Jesus, however, does not shut down emotionally; he does nothing to ease his own vulnerability, and he certainly does not act to extricate himself from the situation. Even his request that this cup might pass from him is a way of remaining open to the will and grace of his Father and dependent upon that; it is an expression of vulnerability. His is truly an obedient death, and he remains open and responsive to God right to the depths of all this sinful, godless death implies. And it is here the miracle occurs. Because of this openness, this complete or exhaustive dependence and self-emptying, God is able to enter the situation just as exhaustively and transform the reality of godless death with his presence. Where once sinful death would have had the final word, it no longer does. Instead God will bring life and meaning out of even this reality. When Paul speaks of the death of death this is what he is speaking of: the triumph of self-emptying (kenotic) Love over sinful death. When he asks, "death where is yout sting?" he is pointing to this transformation.
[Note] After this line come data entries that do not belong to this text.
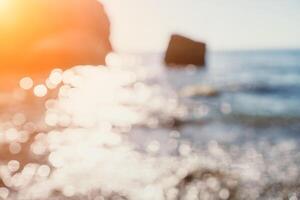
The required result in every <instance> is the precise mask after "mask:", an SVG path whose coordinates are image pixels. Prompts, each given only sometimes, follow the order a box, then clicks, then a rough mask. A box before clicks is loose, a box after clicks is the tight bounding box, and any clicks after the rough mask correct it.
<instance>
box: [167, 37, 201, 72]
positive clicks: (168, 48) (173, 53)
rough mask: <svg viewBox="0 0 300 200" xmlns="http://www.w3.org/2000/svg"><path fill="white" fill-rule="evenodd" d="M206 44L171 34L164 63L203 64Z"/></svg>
mask: <svg viewBox="0 0 300 200" xmlns="http://www.w3.org/2000/svg"><path fill="white" fill-rule="evenodd" d="M205 54H206V44H205V43H202V42H197V41H194V40H191V39H189V38H186V37H183V36H180V35H172V37H171V40H170V43H169V46H168V49H167V53H166V56H165V63H166V64H167V65H169V66H181V67H183V66H188V65H195V66H198V67H201V66H205Z"/></svg>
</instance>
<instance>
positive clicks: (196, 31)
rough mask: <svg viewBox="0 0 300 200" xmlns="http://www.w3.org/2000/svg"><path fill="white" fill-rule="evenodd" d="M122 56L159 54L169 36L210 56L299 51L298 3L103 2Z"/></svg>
mask: <svg viewBox="0 0 300 200" xmlns="http://www.w3.org/2000/svg"><path fill="white" fill-rule="evenodd" d="M102 2H103V3H104V5H105V7H106V9H107V12H108V14H109V16H110V19H111V23H112V36H111V40H112V43H113V45H114V48H115V49H116V50H117V51H120V52H141V51H145V52H161V51H163V50H165V48H166V46H167V44H168V40H169V37H170V35H171V34H172V33H180V34H183V35H185V36H188V37H191V38H193V39H195V40H201V41H205V42H206V43H207V44H208V47H209V48H210V49H212V50H239V49H272V48H276V49H279V48H285V49H286V48H300V1H299V0H102Z"/></svg>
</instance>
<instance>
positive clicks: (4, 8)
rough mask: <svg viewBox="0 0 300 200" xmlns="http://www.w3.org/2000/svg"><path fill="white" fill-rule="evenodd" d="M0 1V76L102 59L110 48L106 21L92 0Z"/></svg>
mask: <svg viewBox="0 0 300 200" xmlns="http://www.w3.org/2000/svg"><path fill="white" fill-rule="evenodd" d="M2 1H4V3H3V4H4V5H5V6H6V8H2V9H0V15H3V16H0V29H1V35H0V41H1V46H0V57H1V60H0V74H1V75H0V76H3V75H4V74H14V75H15V74H21V75H31V74H35V73H44V72H49V71H50V70H51V69H52V68H54V67H60V68H69V67H71V66H74V65H85V64H93V65H99V64H104V63H105V57H106V55H107V54H108V53H109V52H110V51H112V47H111V44H110V41H109V36H110V22H109V19H108V17H107V15H106V13H105V10H104V8H103V6H102V5H101V4H100V3H99V1H97V0H84V1H83V0H63V1H62V0H26V1H22V0H2ZM7 13H9V14H7ZM4 18H5V20H4Z"/></svg>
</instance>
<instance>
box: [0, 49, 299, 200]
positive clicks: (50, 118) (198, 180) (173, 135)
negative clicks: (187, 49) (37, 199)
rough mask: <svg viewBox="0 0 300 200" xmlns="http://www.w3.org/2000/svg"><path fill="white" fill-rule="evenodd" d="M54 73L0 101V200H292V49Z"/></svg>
mask: <svg viewBox="0 0 300 200" xmlns="http://www.w3.org/2000/svg"><path fill="white" fill-rule="evenodd" d="M106 61H107V66H75V67H73V68H71V69H69V70H66V71H63V70H61V69H59V67H58V68H56V69H54V70H53V71H52V72H51V73H50V74H49V77H48V78H47V79H46V80H45V81H44V82H43V83H41V84H38V85H36V84H35V83H34V82H35V81H34V80H32V79H31V78H30V77H25V78H24V79H22V80H21V81H20V88H17V89H16V90H14V91H13V92H11V94H8V93H6V94H1V95H2V96H1V98H2V100H1V101H0V108H1V110H0V152H1V154H0V199H9V200H10V199H20V200H23V199H24V200H25V199H26V200H27V199H28V200H29V199H32V200H35V199H80V200H81V199H88V200H89V199H91V200H105V199H109V200H121V199H123V200H179V199H180V200H194V199H200V200H202V199H203V200H210V199H212V200H213V199H223V200H225V199H278V200H279V199H282V200H284V199H289V200H297V199H298V198H300V167H299V166H300V151H299V150H300V148H299V144H300V137H299V134H300V51H299V50H249V51H227V52H209V53H208V55H207V64H206V66H205V67H201V68H198V67H195V66H188V67H186V66H184V67H183V66H182V67H167V66H165V64H164V62H163V54H159V53H144V54H117V53H113V54H110V55H108V56H107V59H106Z"/></svg>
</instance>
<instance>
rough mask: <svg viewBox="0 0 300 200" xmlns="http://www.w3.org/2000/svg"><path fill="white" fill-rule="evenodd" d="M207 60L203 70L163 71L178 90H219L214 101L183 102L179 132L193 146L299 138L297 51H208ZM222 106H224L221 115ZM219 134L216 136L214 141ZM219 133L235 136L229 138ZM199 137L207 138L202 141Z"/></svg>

In light of this, for those baptized into Christ's death and faithful to that baptism, death is what it can be for us: more truly a matter of natural perishing, a kind of transition to eternal life. It is no longer something we must fear in the way we once did for it lacks the sting it once had. It is instead, in light of Christ's death, the place or event in which we may meet God face to face. God forgives our sins, but he acts to reconcile us to himself, and part of that reconciliation is to defeat those realities which remain as obstacles between us and himself. Both death and godless death are among those. The post-resurrection world is not the same as the one that existed before Jesus was raised, for life has broken into some of the darkest most inaccessible places in light of Jesus' OBEDIENT death and resurrection. More precisely, heaven has broken in upon us and we are asked to be ITS citizens (that is, Daughters and Sons of God) right here and right now as a result of our baptisms into Jesus' death.